Une décortiqueuse de niébé en plein travail
Aliment prisé en ville comme en campagne, le haricot ou niébé est une légumineuse à haute valeur nutritive, et cultivé un peu partout au Niger. Une fois récolté, ce sont généralement les femmes qui prennent en charge le décorticage. Certes, c’est un exercice difficile, mais beaucoup de femmes s’en sortent bien. C’est l’exemple des femmes de Dogonkiria, dans le département de Dogondoutchi.
Situé à environ 75 km au Nord du chef-lieu du département de Dogondoutchi dans la région de Dosso, la Commune Rurale de Dogonkiria est une localité très connue pour ses activités agricoles, notamment la culture du niébé. Dès les premières pluies, hommes et femmes se précipitent pour se rendre dans les champs afin de travailler la terre. Deux à trois mois plus tard, le haricot est récolté. En cette période, on aperçoit des tas de haricot séché dans les champs ou dans les habitations.
Le décorticage est assuré par les femmes à l’aide d’outils traditionnels rudimentaires; notamment le mortier et le pilon. Mme Abarchi Gaberi, résidente du quartier ‘’Yamma’’ de Dogonkiria, est une femme qui s’adonne à cette activité. Munie d’un pilon, en compagnie d’autres femmes, elle exerce cette activité de manière artisanale. « Malgré la pénibilité de ce travail, on s’en sort bien », dit-elle, ajoutant également qu’elle a commencé à exercer ce métier il y a plus de 10 ans de cela. « C’est un travail pénible qui demande de la patience, du courage et du savoir-faire. Souvent, nous nous regroupons à 5 où à 6 pour exécuter un contrat car une seule personne ne peut pas faire tout le travail », a-t-elle expliqué.

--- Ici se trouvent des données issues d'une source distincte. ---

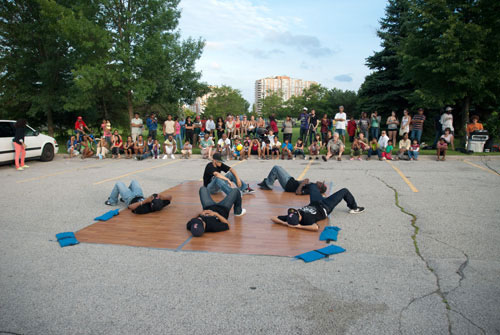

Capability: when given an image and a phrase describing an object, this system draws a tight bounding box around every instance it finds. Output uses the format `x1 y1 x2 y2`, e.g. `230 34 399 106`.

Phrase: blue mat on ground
319 226 340 242
295 245 345 263
94 209 120 221
56 232 80 248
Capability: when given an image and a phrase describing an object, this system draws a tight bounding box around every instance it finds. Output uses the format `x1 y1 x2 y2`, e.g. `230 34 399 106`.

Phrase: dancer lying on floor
271 184 365 231
258 165 326 195
105 180 172 214
186 186 246 237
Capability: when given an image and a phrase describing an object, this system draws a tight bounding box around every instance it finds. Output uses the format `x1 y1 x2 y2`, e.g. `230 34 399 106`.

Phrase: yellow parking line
297 161 312 180
94 160 180 185
462 160 500 176
386 161 418 193
16 163 110 184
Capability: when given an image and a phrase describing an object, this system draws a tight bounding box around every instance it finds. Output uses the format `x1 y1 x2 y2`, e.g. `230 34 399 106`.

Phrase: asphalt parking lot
0 156 500 334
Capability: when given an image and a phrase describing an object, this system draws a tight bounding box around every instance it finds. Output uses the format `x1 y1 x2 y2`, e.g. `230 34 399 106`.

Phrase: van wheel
40 144 54 162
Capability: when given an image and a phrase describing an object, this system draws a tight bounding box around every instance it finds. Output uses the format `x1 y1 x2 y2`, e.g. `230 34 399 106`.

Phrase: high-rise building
255 76 317 113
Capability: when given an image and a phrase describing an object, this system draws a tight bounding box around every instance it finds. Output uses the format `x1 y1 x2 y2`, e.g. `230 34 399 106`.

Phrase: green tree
205 85 250 118
358 0 414 113
399 0 500 138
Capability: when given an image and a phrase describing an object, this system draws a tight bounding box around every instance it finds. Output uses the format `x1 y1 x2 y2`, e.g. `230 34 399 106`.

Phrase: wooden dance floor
76 181 328 256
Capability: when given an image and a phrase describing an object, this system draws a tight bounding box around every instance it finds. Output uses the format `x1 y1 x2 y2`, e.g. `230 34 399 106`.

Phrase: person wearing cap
299 107 309 142
186 186 246 237
271 184 365 231
104 180 172 214
467 115 484 137
440 106 455 135
258 165 326 195
203 152 255 194
75 116 90 142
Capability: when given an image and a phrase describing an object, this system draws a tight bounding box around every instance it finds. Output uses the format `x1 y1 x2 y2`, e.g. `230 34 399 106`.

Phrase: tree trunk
47 108 54 137
127 90 134 133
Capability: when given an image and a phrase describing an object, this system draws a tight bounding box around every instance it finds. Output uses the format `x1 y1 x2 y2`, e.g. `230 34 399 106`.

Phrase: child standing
408 139 420 161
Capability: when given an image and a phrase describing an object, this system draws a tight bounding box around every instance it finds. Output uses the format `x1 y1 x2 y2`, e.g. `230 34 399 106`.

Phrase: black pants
309 184 358 214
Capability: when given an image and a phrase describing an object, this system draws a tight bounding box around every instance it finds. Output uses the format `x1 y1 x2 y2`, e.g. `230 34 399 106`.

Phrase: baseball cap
188 218 205 237
212 152 224 163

Même si ce travail est pénible pour Mme Gaberi, il lui permet de subvenir à ses besoins. « Je prendrais bientôt congé de ce travail compte tenu de mon âge pour céder la place aux jeunes dames », a-t-elle indiqué.

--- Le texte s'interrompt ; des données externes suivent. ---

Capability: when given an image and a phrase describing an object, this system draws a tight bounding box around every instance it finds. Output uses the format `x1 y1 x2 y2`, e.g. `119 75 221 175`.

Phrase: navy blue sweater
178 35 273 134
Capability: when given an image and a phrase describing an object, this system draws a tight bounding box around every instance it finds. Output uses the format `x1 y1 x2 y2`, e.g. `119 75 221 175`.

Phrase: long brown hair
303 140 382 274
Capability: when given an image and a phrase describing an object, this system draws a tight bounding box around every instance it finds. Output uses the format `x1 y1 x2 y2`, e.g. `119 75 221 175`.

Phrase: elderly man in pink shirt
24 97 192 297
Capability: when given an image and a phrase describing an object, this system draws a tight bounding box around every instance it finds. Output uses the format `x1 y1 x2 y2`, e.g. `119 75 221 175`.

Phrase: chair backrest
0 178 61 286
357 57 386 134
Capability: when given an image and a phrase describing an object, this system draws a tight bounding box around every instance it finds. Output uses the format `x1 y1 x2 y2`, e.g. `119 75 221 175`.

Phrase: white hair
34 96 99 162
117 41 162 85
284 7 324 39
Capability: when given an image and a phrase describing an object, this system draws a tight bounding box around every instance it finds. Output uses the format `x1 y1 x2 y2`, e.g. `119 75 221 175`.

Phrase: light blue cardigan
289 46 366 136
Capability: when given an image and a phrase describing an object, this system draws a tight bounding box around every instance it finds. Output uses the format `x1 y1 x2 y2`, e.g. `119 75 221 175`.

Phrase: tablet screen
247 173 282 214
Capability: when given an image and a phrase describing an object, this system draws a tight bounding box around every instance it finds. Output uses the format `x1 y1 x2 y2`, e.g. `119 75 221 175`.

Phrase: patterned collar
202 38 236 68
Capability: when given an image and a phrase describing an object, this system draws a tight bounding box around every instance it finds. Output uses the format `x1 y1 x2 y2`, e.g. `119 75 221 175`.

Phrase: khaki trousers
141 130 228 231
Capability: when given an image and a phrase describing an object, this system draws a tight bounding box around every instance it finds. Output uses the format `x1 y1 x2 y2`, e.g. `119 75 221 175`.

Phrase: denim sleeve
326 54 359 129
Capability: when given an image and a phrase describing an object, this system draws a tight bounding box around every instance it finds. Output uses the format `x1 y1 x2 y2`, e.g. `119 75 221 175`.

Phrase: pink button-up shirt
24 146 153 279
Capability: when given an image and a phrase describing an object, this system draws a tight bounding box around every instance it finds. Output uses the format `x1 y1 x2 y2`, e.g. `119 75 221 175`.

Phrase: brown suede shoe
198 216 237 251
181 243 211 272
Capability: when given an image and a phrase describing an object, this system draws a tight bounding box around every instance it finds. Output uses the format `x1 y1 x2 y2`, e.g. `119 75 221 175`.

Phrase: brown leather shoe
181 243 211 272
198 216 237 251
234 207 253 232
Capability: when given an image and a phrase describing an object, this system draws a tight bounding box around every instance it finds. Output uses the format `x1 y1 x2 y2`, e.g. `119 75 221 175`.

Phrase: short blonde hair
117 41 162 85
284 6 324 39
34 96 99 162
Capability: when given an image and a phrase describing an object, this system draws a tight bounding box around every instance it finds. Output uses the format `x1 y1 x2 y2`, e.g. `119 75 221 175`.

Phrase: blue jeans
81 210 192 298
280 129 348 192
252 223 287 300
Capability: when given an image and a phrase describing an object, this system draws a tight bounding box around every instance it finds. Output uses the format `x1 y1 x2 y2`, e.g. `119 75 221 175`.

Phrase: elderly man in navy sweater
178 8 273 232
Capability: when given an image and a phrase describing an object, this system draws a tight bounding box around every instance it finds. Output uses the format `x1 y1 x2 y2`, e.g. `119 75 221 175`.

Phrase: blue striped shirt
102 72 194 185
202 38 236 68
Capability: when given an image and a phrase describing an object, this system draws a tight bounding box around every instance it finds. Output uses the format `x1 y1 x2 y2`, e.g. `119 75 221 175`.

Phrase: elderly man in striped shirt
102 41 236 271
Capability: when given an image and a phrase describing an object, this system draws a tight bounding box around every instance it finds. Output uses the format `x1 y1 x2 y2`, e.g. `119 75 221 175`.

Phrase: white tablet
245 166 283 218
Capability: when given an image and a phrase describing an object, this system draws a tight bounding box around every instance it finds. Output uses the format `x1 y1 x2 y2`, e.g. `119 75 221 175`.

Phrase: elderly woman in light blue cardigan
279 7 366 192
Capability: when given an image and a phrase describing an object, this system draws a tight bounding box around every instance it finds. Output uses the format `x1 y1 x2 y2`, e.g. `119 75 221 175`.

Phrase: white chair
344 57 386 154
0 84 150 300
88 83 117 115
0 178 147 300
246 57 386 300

Chantant au rythme du pilon, dans une mélodie traditionnelle, Mme Naïma, une autre décortiqueuse, explique la procédure. « Pour enlever la coque du haricot, nous mettons une bonne quantité du haricot séché dans un grand mortier. On pile jusqu’à obtenir un mélange hétérogène. Ensuite on procède au vannage afin de séparer les graines de leurs coques. Cette pratique consiste à se placer en direction opposée du vent tout en versant de façon répétitive le produit dans un récipient », a-t-elle mentionné. Selon Mme Naïma, cette pratique les expose à plusieurs risques de maladie dont le rhume et les maladies cutanées. C’est pourquoi, elle lance un appel aux bonnes volontés à mettre à leur disposition des machines modernes appropriées pour le décorticage afin de réduire la pénibilité de la tâche.